Many of the images are shared on social media, but you can see the entire gallery of processed JunoCam images here. The Planetary Society also has a wonderful gallery of images processed by people around the world.

Intricate swirls on Jupiter Jupiter, from Juno’s Perijove 6 pass on May 19, 2017. Credit:
NASA/JPL-Caltech/SwRI /MSSS/Kevin M. Gill.
Details of Jupiter’s swirling gas clouds, as seen by Juno during the Perijove 6 pass in May, 2017. Credit:
NASA / SwRI / MSSS / Gerald Eichstädt / Seán Doran.

JunoCam was built by Malin Space Science Systems, which has cameras on previous missions like the Curiosity Mars Rover, the Mars Global Surveyor and the Mars Color Imager on the Mars Reconnaissance Orbiter. To withstand the harsh radiation environment at Jupiter, the camera required special protection and a reinforced lens.

Whenever new images arrive, many of us feel exactly like editing enthusiast Björn Jónsson:

Even the science team has expressed their amazement at these images.

“Jupiter looks different than what we expected,” said Scott Bolton, Juno’s principal investigator at the Southwest Research Institute. “Jupiter from the poles doesn’t look anything like it does from the equator. And the fact the north and south pole don’t look like each other, makes us wonder if the storms are stable, if they going to stay that way for years and years like the the Great Red Spot. Only time will tell us what is true.”

Read our article about the science findings from Juno.

A sequence of images of Jupiter from Juno’s Perijove 6 pass during May, 2017. Credit:
NASA / SwRI / MSSS / Gerald Eichstädt / Seán Doran.

Part of what makes these images so stunning is that Juno is closer to Jupiter than any previous spacecraft.

“Juno has an elliptical orbit that brings it between the inner edges of Jupiter’s radiation belt and the planet, passing only 5,000 km above the cloud tops,” Juno Project Manager Rick Nybakken told me in my book ‘Incredible Stories From Space: A Behind-the-Scenes Look at the Missions Changing Our View of the Cosmos.’ “This close proximity to Jupiter is unprecedented, as no other mission has conducted their science mission this close to the planet. We’re right on top of Jupiter, so to speak.”

Juno engineers designed the mission to enable the use of solar panels, which prior to Juno, have never been used on a spacecraft going so far from the Sun. Juno orbits Jupiter in a way that the solar panels are always pointed towards the Sun and the spacecraft never goes behind the planet. Juno’s orbital design not only enabled an historic solar-powered mission, it also established Juno’s unique science orbit.

White oval on Jupiter during Juno’s Perijove 4 pass on February 2, 2017. Processed from raw data. Credit: NASA/JPL-Caltech/SwRI/MSSS/Kevin M. Gill.
Uncalibrated, processed raw image from Juno’s Perijove 6 pass of Jupiter on May 19, 2017. Credit: NASA/SwRI/MSSS/Jason Major.

Juno spacecraft launched from Cape Canaveral on August 5, 2011. After traveling five years and 1.7 billion miles Juno arrived in orbit at Jupiter on July 4, 2016. The mission will last until at least February 2018, making 11 science orbits around Jupiter, instead of the 32 laps originally planned.
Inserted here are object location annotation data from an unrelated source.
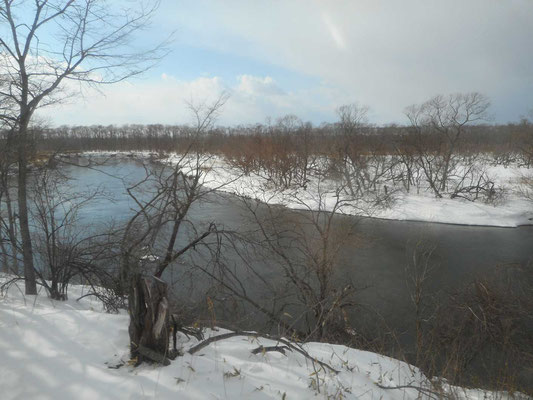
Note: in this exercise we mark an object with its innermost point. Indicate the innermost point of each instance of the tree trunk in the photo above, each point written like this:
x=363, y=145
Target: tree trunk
x=27, y=251
x=148, y=307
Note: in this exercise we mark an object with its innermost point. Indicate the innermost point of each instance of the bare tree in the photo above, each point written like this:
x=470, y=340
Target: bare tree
x=439, y=124
x=46, y=43
x=161, y=230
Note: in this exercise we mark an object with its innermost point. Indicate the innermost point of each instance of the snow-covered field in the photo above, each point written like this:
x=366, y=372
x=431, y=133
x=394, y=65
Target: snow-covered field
x=71, y=350
x=514, y=210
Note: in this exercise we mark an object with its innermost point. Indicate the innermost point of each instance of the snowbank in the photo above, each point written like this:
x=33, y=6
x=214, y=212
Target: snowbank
x=513, y=211
x=73, y=350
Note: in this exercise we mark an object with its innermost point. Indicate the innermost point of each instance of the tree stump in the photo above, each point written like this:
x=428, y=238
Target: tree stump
x=148, y=308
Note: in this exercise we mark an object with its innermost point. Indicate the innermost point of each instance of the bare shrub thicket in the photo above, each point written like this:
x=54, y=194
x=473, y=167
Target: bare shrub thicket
x=479, y=334
x=438, y=127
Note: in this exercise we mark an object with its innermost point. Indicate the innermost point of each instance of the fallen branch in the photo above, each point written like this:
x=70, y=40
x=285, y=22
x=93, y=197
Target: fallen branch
x=263, y=349
x=427, y=392
x=290, y=345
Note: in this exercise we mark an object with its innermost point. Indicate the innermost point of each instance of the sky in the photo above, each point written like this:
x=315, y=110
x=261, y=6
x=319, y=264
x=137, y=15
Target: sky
x=308, y=57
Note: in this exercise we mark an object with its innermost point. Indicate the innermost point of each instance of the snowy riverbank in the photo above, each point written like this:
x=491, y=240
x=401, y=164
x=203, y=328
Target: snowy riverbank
x=511, y=211
x=73, y=350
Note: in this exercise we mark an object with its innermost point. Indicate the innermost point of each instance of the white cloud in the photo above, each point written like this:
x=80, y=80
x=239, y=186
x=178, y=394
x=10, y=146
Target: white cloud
x=387, y=53
x=252, y=99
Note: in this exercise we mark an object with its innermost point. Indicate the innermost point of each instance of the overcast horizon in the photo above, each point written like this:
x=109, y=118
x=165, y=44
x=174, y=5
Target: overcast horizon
x=309, y=57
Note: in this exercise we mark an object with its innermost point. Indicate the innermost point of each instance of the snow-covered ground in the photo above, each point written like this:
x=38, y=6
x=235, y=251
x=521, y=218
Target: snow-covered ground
x=514, y=210
x=71, y=350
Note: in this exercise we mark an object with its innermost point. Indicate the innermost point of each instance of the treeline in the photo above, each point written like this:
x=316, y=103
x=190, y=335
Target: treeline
x=258, y=140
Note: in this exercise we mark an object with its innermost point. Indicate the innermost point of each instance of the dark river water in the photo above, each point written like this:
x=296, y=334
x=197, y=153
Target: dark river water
x=376, y=259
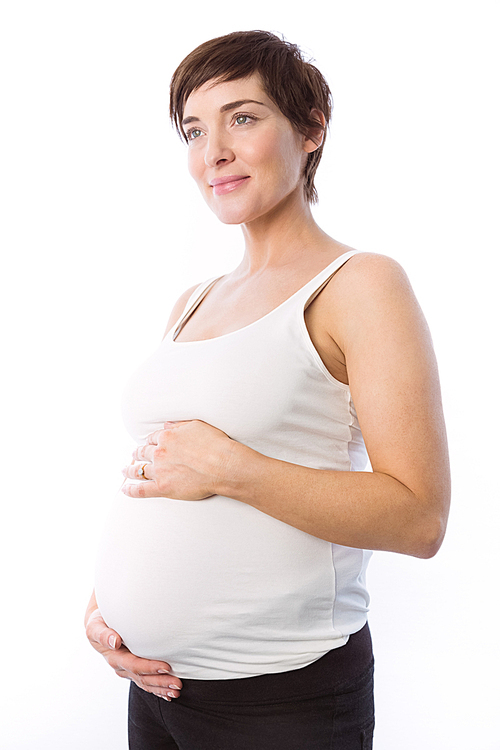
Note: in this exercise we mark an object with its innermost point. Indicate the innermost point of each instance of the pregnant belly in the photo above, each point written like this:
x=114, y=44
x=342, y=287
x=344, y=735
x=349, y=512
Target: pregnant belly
x=201, y=583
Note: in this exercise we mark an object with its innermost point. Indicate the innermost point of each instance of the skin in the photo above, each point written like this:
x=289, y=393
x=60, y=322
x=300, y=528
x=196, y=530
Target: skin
x=367, y=327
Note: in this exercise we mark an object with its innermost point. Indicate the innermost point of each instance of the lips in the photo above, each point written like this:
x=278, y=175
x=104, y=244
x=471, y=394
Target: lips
x=223, y=185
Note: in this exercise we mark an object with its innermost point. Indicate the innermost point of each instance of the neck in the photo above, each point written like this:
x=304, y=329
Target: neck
x=281, y=236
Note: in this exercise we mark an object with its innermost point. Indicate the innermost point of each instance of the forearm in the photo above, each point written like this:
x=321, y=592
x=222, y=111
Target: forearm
x=369, y=510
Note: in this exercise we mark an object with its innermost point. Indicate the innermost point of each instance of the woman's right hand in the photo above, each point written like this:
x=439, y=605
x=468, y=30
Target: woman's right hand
x=152, y=676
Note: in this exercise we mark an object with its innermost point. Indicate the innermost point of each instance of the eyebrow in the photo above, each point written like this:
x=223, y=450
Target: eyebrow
x=225, y=108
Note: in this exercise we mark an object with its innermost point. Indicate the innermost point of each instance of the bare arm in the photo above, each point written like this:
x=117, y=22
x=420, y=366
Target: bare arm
x=403, y=505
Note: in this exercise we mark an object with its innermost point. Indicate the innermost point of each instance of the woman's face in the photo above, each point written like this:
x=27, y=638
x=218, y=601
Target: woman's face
x=243, y=152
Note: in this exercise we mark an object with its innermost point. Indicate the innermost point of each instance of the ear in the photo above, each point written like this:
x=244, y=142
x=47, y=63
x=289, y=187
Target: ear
x=314, y=138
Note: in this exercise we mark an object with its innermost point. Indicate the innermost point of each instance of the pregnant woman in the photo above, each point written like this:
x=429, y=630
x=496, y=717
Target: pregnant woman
x=230, y=585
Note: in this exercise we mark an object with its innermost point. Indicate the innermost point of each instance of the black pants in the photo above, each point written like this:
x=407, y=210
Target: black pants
x=325, y=706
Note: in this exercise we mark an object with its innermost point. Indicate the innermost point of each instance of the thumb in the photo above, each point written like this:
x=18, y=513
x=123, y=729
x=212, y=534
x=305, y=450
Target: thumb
x=98, y=631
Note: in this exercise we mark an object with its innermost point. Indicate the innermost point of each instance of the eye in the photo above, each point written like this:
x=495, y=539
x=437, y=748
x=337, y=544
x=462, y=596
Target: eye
x=244, y=119
x=193, y=133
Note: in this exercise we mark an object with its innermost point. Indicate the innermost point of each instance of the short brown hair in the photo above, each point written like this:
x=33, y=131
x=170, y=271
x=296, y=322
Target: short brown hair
x=294, y=85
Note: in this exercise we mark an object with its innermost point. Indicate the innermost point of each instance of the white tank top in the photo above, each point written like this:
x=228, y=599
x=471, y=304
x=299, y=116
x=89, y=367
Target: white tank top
x=217, y=588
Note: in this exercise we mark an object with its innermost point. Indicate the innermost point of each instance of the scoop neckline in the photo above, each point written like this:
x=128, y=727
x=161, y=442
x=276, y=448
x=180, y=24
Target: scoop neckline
x=212, y=282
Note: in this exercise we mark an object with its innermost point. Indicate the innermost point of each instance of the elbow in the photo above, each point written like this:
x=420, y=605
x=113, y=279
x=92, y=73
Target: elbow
x=431, y=537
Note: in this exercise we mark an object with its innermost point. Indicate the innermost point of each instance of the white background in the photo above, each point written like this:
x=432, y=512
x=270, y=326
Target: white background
x=102, y=230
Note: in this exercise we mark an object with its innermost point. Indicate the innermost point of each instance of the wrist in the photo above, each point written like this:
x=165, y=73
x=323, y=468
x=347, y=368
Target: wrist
x=241, y=467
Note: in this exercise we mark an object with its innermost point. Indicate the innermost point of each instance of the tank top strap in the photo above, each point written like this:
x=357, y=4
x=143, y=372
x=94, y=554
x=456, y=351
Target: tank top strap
x=308, y=293
x=193, y=302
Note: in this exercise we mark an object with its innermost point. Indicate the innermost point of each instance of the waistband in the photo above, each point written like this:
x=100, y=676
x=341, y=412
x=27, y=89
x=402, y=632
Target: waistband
x=322, y=677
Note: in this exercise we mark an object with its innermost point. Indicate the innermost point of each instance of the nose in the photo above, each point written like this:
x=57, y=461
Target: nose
x=218, y=149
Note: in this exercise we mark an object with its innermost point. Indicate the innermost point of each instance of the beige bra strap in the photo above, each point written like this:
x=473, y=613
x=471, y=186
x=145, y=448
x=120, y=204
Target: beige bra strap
x=200, y=295
x=317, y=291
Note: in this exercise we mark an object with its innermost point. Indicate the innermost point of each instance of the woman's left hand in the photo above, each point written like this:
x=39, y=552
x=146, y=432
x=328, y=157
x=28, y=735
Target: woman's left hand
x=184, y=461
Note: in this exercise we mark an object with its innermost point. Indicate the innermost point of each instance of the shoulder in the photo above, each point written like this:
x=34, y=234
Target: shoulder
x=370, y=272
x=368, y=289
x=179, y=306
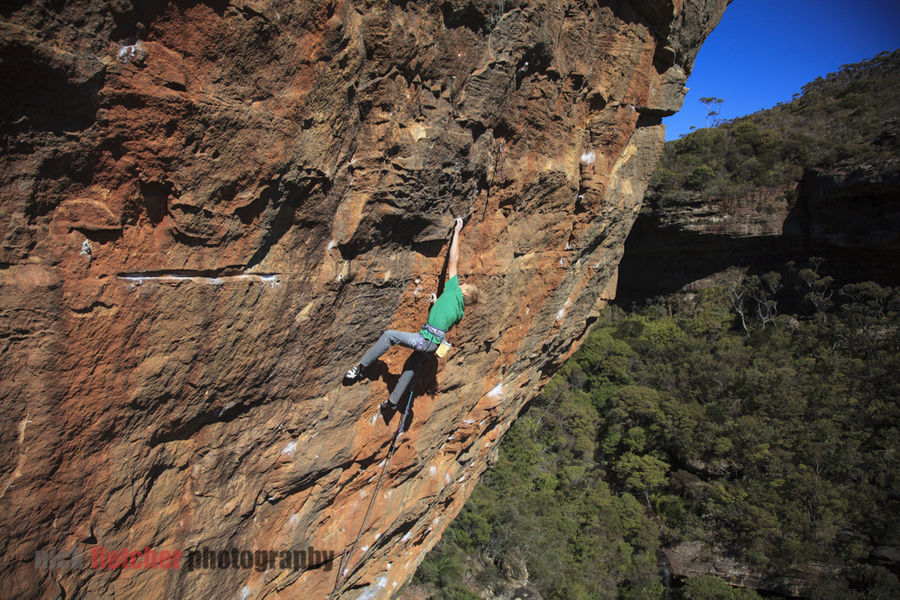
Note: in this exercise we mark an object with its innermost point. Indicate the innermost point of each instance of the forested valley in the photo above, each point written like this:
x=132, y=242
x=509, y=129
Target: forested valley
x=747, y=429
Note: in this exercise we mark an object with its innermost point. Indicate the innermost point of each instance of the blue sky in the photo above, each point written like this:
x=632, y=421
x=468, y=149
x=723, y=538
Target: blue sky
x=764, y=51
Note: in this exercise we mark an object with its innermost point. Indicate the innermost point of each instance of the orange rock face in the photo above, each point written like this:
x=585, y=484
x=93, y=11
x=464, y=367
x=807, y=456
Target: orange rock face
x=210, y=211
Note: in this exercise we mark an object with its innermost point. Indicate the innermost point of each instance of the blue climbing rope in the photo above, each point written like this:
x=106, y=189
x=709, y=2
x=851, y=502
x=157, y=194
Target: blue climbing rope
x=348, y=556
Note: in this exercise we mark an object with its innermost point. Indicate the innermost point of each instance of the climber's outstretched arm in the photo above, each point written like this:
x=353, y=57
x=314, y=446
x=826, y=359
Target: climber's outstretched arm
x=454, y=249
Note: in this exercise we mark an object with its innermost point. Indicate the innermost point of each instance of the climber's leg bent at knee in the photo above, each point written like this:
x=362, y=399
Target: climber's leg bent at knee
x=388, y=339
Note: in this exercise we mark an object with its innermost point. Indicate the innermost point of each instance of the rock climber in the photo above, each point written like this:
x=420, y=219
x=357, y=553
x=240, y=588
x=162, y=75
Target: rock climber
x=446, y=312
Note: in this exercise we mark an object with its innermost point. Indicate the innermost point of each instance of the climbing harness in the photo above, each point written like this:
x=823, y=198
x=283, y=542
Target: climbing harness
x=346, y=557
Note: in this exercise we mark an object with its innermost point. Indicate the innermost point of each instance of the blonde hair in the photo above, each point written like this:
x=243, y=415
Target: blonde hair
x=472, y=296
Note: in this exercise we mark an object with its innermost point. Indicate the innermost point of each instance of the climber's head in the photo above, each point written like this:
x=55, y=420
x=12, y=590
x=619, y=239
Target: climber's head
x=470, y=293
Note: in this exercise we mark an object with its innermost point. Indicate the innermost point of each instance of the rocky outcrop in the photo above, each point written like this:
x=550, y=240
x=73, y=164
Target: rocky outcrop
x=211, y=208
x=846, y=213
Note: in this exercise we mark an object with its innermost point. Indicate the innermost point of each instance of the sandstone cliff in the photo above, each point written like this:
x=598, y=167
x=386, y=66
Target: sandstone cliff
x=211, y=208
x=845, y=213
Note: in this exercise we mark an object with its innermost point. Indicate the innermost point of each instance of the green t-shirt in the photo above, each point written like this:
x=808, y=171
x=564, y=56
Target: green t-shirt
x=447, y=310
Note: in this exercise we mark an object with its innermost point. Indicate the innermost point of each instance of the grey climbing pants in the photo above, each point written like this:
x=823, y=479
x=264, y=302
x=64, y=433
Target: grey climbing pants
x=404, y=338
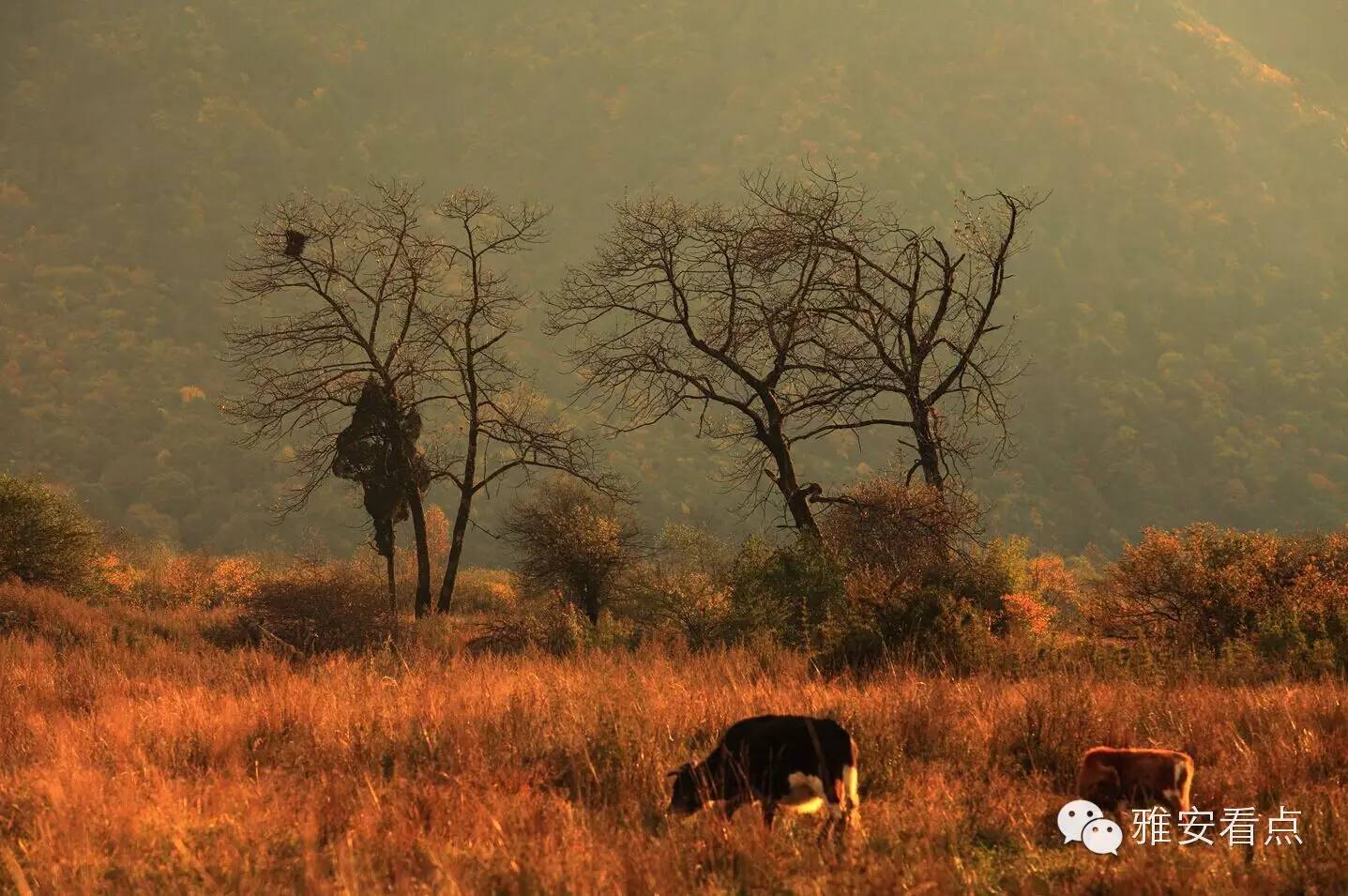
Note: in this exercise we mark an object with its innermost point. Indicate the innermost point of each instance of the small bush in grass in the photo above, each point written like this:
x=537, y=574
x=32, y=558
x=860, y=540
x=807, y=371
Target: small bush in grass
x=573, y=540
x=480, y=590
x=687, y=587
x=323, y=606
x=45, y=538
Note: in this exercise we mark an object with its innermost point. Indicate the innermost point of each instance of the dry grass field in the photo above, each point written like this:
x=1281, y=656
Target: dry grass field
x=139, y=754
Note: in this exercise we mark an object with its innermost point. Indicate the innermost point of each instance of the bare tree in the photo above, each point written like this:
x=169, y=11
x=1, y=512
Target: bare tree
x=924, y=309
x=691, y=308
x=342, y=284
x=502, y=426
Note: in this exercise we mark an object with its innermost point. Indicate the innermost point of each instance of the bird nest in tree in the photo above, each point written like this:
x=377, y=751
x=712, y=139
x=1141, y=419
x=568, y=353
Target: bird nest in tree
x=295, y=243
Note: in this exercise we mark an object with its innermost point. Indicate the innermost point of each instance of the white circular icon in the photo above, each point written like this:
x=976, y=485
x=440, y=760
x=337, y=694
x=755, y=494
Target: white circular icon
x=1101, y=837
x=1075, y=816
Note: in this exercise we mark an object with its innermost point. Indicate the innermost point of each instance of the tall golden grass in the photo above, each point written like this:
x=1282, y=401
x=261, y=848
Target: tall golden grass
x=141, y=754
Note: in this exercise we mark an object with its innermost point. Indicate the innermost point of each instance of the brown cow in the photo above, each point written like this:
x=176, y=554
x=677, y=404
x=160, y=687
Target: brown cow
x=1110, y=776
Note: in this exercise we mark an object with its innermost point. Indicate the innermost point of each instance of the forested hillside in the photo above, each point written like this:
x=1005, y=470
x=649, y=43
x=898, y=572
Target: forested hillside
x=1182, y=302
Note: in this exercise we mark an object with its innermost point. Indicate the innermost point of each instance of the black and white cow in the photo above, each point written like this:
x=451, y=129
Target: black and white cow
x=780, y=762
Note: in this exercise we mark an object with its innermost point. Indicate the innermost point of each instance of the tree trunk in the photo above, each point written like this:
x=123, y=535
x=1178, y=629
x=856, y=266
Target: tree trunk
x=465, y=506
x=929, y=445
x=796, y=499
x=418, y=515
x=456, y=553
x=392, y=584
x=592, y=605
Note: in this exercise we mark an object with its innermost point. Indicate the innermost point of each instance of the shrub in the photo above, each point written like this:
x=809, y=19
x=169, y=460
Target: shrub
x=45, y=538
x=688, y=587
x=573, y=540
x=1282, y=597
x=481, y=590
x=323, y=606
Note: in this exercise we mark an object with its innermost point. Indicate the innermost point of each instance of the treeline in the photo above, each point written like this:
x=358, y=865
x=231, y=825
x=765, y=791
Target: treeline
x=1181, y=308
x=895, y=578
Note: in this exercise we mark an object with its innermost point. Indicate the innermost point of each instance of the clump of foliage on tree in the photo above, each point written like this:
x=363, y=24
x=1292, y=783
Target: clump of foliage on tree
x=45, y=537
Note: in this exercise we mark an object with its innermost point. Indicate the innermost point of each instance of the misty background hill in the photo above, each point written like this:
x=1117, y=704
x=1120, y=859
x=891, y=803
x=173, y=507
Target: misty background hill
x=1182, y=302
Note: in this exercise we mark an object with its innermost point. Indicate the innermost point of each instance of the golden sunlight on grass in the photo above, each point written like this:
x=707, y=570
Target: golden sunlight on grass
x=138, y=757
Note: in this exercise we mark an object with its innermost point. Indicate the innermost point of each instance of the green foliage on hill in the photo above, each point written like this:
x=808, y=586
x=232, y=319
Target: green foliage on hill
x=1182, y=300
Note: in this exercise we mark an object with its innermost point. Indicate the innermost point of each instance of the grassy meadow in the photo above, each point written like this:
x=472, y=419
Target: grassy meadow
x=174, y=751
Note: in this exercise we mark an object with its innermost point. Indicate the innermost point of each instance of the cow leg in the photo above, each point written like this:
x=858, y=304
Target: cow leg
x=768, y=812
x=730, y=807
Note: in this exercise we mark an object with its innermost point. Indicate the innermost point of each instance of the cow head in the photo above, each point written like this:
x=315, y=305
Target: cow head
x=687, y=790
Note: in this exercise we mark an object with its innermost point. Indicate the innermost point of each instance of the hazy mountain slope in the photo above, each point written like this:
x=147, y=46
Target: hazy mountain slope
x=1182, y=303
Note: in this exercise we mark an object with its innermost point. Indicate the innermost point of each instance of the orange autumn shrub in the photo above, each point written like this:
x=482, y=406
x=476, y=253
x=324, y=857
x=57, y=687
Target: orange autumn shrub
x=1286, y=597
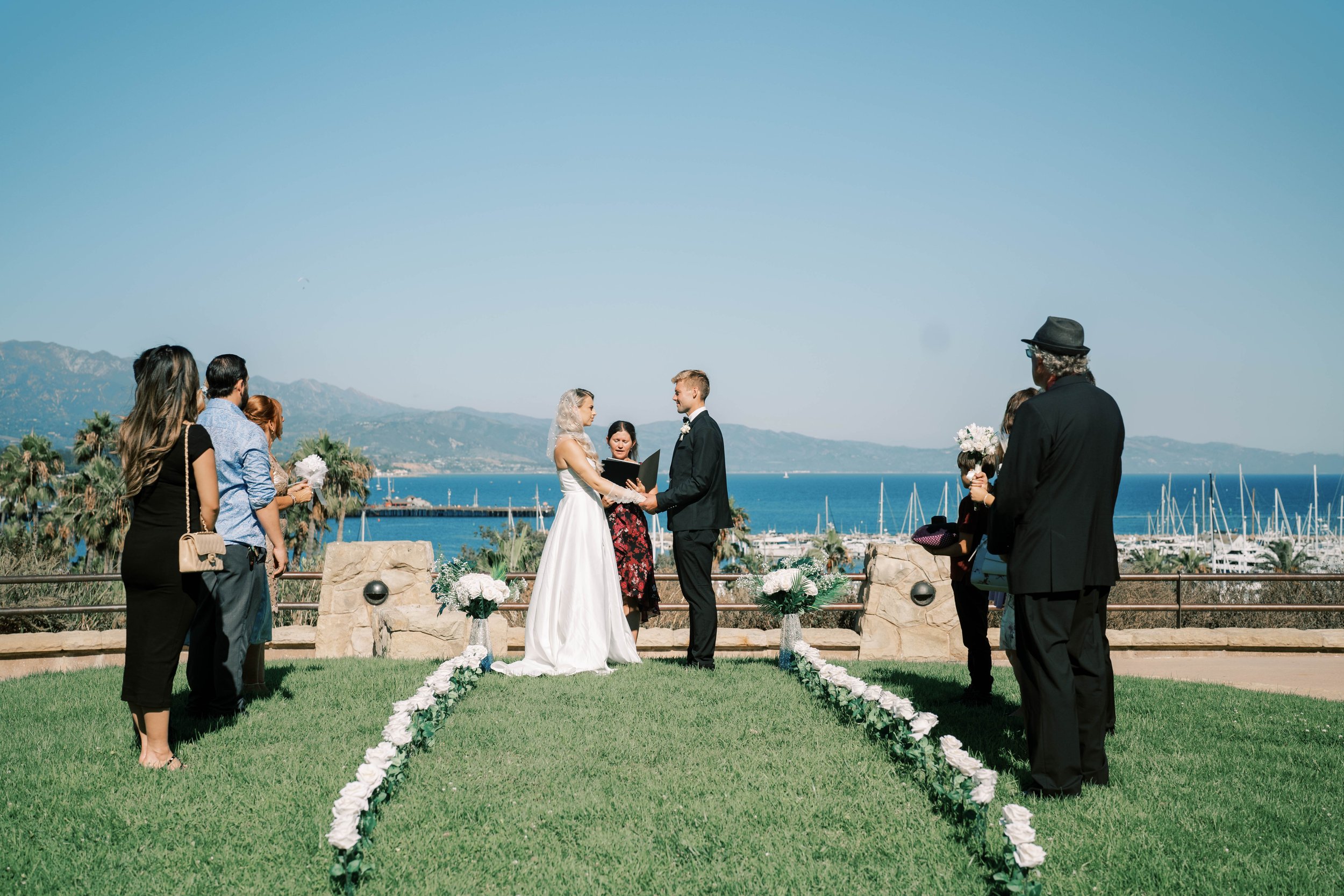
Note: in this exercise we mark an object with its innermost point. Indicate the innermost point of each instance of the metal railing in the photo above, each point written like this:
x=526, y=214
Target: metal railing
x=1181, y=607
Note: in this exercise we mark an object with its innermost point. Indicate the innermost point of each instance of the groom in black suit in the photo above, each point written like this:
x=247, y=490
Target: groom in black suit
x=697, y=504
x=1052, y=520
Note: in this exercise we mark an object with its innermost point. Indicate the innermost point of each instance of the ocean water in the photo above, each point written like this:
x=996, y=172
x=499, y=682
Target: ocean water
x=799, y=504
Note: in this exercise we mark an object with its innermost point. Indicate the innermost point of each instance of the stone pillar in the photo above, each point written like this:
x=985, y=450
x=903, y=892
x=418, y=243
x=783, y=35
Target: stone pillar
x=893, y=625
x=346, y=622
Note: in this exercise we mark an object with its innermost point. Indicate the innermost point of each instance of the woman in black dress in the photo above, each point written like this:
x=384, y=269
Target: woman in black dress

Last year, engineers detected a problem with check valves in the propulsion system, and NASA decided to forego an engine burn to move Juno into a tighter 14-day orbit around Jupiter. The current 53.4 day orbit will be maintained, but depending on how the spacecraft responds, NASA could extend the mission another three years to give Juno more flybys near Jupiter.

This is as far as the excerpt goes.